The function will return a tuple of seq<int>, int. The fst function returns the first item in that tuple, and Seq.sum does the actual summing.

Why not use Seq.mapi or similar?

Seq.mapi maps each element in the sequence, and provides the index to the mapping function. From there you could do 60 ** index (where ** is the power operator in F#).

But ** requires floats, not ints, which means that you need to either initialise or cast all the values in the function as float. The entire function will return a float, which (in my opinion) is a little messy.

Using Seq.mapi it can be done like this for 139 bytes:

let f(v:string)=v.Split ' '|>Seq.rev|>Seq.mapi(fun i r->Seq.sumBy(fun c->match c with|'<'->10.0|'T'->1.0|_->0.0)r*(60.0**float i))|>Seq.sum

0

Tcl, 134 bytes

proc B l {regsub {\\} $l 0 l
lmap c [lreverse $l] {incr s [expr 60**([incr i]-1)*([regexp -all < $c]*10+[regexp -all T $c])]}
expr $s}

Try it online!

In the reversed list, I loop incrementing the result in counting < and T (with -all regexp option) and incrementing a natural as power of 60.

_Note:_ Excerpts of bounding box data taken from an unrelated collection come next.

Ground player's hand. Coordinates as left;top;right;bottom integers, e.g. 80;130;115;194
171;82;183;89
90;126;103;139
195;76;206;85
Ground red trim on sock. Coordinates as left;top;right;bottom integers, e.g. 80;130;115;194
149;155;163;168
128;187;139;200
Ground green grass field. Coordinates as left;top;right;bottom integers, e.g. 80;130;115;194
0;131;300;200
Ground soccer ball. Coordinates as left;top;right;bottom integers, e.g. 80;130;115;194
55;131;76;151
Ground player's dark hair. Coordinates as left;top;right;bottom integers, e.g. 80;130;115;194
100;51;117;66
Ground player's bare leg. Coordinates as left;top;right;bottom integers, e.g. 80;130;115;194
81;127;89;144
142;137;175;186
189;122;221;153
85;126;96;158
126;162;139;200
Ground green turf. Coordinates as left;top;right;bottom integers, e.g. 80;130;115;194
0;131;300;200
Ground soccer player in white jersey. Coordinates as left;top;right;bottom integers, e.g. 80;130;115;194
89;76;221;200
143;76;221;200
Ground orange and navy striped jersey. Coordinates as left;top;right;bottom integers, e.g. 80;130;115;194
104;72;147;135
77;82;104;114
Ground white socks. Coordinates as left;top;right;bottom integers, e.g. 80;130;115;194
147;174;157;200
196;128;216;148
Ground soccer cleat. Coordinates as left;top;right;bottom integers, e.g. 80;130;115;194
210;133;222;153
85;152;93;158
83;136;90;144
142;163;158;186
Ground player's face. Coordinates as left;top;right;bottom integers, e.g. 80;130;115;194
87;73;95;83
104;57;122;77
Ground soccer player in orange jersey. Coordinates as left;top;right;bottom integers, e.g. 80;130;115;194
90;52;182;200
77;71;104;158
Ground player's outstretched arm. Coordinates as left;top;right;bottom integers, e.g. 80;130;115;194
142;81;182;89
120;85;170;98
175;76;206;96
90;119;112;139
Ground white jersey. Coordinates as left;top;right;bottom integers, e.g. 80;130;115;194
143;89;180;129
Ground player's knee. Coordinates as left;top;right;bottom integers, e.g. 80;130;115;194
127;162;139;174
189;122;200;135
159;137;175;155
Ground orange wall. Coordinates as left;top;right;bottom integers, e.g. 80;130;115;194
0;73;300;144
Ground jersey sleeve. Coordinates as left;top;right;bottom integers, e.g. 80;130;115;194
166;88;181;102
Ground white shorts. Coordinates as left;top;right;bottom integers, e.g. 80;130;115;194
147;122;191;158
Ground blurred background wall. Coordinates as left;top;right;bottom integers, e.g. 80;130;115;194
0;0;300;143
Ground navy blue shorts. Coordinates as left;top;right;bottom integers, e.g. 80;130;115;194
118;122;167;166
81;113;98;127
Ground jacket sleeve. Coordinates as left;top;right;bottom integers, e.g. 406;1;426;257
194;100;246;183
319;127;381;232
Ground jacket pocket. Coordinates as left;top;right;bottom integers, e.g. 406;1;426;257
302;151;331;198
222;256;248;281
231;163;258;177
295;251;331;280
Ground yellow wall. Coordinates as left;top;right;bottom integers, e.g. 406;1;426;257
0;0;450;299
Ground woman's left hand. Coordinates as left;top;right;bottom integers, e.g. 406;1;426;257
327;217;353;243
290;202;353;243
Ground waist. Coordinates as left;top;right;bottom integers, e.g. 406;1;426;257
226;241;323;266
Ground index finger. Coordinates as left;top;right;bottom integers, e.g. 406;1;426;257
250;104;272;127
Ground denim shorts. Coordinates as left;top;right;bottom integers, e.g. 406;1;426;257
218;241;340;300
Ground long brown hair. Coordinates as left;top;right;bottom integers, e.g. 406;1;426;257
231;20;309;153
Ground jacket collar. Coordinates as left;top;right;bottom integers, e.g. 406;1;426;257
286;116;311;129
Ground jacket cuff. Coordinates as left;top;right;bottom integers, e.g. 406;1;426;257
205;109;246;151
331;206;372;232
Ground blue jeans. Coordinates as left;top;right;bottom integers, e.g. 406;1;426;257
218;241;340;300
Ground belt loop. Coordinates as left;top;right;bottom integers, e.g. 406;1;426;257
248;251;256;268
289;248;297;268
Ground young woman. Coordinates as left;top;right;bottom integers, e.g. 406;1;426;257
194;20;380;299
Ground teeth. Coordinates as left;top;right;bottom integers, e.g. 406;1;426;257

Correct version (see comment)


It seems I failed this one, because of the \ in the last number... I should had a regsub {\\} $l0 l before the foreach loop....
david

0

APL (Dyalog Extended), 18 bytesSBCS

Anonymous tacit prefix function.

60⊥10⊥¨≠'<T'∘⍧¨⍤⊆⊢

Try it online!

                  ⊢  the argument; "<<<TT \ TTTT"
       ≠             mask where different from space; [1,1,1,1,1,0,1,0,1,1,1,1]
                ⊆    enclose runs of 1; ["<<<TT","\","TTTT"]
               ⍤     on that
              ¨      for each one
             ⍧       Count the occurrences In it of the elements
            ∘        of the entire list
        '<T'         ["<","T"]; [[3,2],[0,0],[0,4]]
      ¨              for each one
   10⊥               evaluate as base-10 digits
60⊥                  evaluate as base-60 digits

0

05AB1E (legacy), 10 bytes

#Ç9%5BO60β

Try it online!

#               # split input on spaces
 Ç              # convert each character to its codepoint
  9%            # modulo 9 (maps 𒌋 to 5, 𒐕 to 1, 𒑊 to 0)
    5B          # convert each to base 5 (5 becomes 10, 0 and 1 unchanged)
      O         # sum each column
       60β      # convert from base 60

05AB1E, 11 bytes

#Ç9%5B€O60β

Try it online!

Same algorithm, but in modern 05AB1E O doesn't work on lists of mixed ints and lists, so we need €O instead.